Elle fixe juste le cadre d’intervention de Camiron qui sera la structure exécutive de Sundance au Cameroun. Elle devra encore faire l’objet d’une ratification parlementaire avant que le président ne puisse signer un décret de permis d’exploitation minière. Il ne s’agit là que d’une simple formalité, le parlement étant acquis au Rdpc, le parti au pouvoir. Donc, aucun souci pour le groupe Sudance. Donc, la signature de cette convention n’est pas encore le permis d’exploitation minière, mais c’est un grand pas pour les actionnaires de Sundance qui l’attendait avec impatience.
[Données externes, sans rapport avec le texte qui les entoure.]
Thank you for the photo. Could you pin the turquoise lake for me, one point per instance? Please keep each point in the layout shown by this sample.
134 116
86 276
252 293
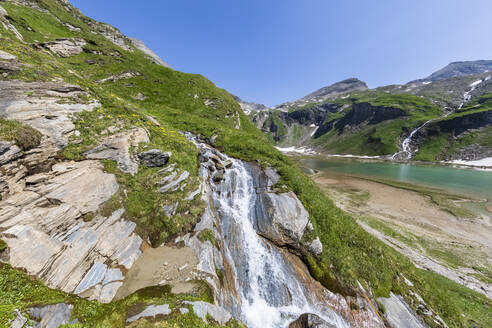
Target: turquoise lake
477 183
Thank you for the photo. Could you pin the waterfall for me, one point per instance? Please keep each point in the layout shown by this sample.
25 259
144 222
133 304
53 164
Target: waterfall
271 295
269 290
405 146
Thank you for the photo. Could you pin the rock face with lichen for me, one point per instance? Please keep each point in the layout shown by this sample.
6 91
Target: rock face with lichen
106 197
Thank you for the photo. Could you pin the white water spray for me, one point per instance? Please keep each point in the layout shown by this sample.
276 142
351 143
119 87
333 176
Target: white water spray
270 293
406 144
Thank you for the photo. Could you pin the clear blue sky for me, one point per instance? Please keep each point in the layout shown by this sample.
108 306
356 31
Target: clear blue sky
271 51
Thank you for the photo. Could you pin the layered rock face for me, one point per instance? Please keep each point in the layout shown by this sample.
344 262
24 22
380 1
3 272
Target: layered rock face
46 106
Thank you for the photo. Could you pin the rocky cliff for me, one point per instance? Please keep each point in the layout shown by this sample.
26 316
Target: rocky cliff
135 195
347 118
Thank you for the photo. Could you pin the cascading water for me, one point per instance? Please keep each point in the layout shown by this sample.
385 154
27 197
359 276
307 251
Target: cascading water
405 146
270 293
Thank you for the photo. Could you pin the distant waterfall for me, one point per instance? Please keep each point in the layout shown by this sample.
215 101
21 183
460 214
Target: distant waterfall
405 146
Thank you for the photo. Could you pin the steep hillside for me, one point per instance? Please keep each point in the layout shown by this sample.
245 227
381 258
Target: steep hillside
136 195
384 121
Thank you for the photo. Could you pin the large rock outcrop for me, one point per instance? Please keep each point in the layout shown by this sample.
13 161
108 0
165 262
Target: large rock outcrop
309 320
66 47
39 105
152 55
118 147
43 228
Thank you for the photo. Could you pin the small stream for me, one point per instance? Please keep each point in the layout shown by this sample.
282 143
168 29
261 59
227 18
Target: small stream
270 293
406 151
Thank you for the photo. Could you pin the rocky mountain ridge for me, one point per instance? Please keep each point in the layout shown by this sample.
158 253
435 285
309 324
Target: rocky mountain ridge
342 124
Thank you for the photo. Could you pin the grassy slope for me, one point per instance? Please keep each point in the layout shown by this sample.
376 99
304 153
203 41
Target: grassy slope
382 138
350 254
444 144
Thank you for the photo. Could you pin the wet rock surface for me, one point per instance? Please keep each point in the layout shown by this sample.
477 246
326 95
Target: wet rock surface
398 313
281 218
42 227
117 147
152 55
309 320
51 316
122 76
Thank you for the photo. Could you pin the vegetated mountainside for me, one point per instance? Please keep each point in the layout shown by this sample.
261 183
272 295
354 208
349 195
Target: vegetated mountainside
133 194
377 121
461 68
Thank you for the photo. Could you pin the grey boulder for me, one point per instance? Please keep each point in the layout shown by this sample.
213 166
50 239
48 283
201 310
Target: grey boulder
154 158
281 218
309 320
66 47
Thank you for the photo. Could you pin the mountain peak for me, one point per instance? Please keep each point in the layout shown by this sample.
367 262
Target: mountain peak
347 85
460 68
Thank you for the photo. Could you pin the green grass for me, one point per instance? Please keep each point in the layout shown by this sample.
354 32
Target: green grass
382 138
22 135
350 254
207 234
3 245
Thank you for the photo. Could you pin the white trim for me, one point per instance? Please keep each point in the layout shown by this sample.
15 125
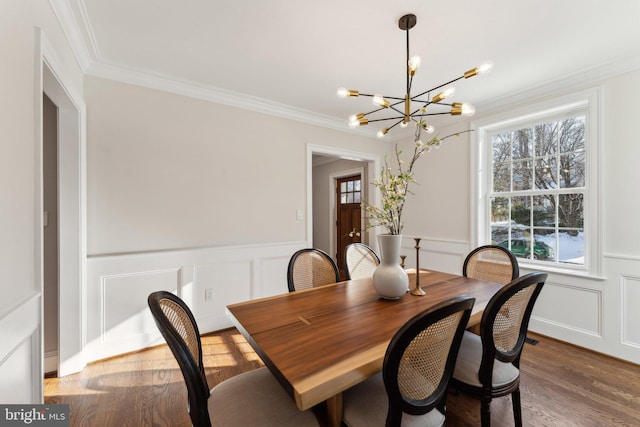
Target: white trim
218 95
481 160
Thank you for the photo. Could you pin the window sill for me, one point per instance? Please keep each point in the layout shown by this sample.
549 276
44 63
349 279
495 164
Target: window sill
584 274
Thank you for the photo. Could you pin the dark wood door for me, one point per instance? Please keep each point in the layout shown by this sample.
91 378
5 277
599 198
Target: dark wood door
348 216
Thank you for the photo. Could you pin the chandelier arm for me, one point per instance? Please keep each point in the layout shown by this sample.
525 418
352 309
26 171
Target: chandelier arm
431 114
396 110
373 111
395 124
436 88
385 119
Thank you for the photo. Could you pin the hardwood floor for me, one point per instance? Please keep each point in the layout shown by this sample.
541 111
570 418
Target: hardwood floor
561 385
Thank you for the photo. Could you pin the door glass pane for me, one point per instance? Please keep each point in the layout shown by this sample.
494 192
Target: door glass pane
522 176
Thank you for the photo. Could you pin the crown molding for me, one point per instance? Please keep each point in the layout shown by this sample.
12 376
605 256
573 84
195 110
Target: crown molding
192 89
64 13
87 54
589 76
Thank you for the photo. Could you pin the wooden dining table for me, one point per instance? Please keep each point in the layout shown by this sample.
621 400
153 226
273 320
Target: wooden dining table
319 342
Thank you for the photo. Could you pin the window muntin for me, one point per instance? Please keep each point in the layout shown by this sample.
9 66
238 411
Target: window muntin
538 188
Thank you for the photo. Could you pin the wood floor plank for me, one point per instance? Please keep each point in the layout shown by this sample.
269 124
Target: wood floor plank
561 385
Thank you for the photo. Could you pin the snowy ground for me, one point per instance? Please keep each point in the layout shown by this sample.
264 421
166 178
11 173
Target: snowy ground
571 248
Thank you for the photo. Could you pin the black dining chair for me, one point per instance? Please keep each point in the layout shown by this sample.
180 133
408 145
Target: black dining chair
488 365
253 398
309 268
360 261
492 263
419 361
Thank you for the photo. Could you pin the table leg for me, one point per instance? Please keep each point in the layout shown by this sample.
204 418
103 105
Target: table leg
334 410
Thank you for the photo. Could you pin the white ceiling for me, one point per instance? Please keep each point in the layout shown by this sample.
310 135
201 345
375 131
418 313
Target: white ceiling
295 54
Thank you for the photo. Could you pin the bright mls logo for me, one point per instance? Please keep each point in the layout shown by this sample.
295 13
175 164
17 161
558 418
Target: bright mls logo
34 415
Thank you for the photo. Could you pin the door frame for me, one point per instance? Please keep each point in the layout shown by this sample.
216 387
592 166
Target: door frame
333 205
373 162
52 78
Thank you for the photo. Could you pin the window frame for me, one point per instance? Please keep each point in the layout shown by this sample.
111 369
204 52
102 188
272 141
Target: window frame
587 102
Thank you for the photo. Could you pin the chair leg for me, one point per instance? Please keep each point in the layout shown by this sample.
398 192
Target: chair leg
485 411
517 407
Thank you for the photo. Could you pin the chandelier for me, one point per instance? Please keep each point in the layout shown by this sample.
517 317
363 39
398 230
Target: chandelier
423 101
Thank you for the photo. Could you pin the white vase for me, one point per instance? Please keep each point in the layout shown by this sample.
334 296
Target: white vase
390 280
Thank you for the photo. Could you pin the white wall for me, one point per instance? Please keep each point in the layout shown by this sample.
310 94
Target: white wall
20 139
188 196
170 172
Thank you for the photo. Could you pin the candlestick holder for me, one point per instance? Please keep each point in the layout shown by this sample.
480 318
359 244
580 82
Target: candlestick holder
417 290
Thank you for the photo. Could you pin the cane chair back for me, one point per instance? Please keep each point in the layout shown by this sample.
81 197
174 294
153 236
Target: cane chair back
491 263
411 390
360 261
488 365
309 268
227 403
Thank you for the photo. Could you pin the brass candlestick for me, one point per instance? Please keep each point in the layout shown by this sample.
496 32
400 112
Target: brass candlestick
417 290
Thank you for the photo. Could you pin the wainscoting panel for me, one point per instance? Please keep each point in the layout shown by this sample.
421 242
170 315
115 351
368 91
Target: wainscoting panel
630 305
599 313
219 285
273 276
556 304
125 313
20 364
207 279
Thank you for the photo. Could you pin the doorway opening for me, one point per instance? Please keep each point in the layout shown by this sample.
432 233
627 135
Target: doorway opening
325 165
50 234
52 81
348 212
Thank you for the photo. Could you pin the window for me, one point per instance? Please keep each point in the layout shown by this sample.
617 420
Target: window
538 189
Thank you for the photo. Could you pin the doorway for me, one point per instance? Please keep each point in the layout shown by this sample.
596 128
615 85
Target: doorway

Dans l’accord de cession avec la Chine, l’obtention de la convention minière était une étape décisive du processus. C’est pourquoi les dirigeants de ce groupe ne cachent pas leur satisfaction. « C’est un évènement historique pour le peuple camerounais, Sundance et Hanlong et pour tous ceux qui ont travaillé dur à la mise en œuvre de ce projet. Sundance est présent au Cameroun

depuis 2006 et nous tenons à dire merci au président Paul Biya qui s’est impliqué personnellement dans ce projet. Le peuple camerounais bénéficiera des retombées de ce projet grâce à la pertinence avec laquelle leur gouvernement l’a conduit », se réjouit Georges Jones le Président directeur général de Sundance, cité par le site d’informations Journalducameroun.

D’après lui, cette convention n’est pas très différente du mémorandum d’entente signé en Avril 2012 dernier avec le secrétaire général des services du Premier ministre, Louis Paul Motaze. Dans ce document, en effet, il était question que le gouvernement reçoive 2,5% de royalties sur le projet.

La convention paraphée le 29 novembre devrait avoir une durée de 25 ans. Information de taille, le gouvernement camerounais devrait aussi avoir 10% des parts dans le projet, avec possibilité de passer à 20% s’il y met les moyens. Quant aux conditions fiscales elles devraient tourner autour de 25% et 30%, qui sont conformes aux pratiques internationales, bien que largement en deçà de la législation fiscale nationale (38,5%).

Sur la gestion du passif environnemental qui sera inévitable, aucune information à se mettre sous la dent pour l’instant. Avec cette signature, les autres actionnaires ont la garantie de toucher jusqu’à 1,2 milliards de dollars contre cessions de leurs part (plus de 5000 milliards Fcfa).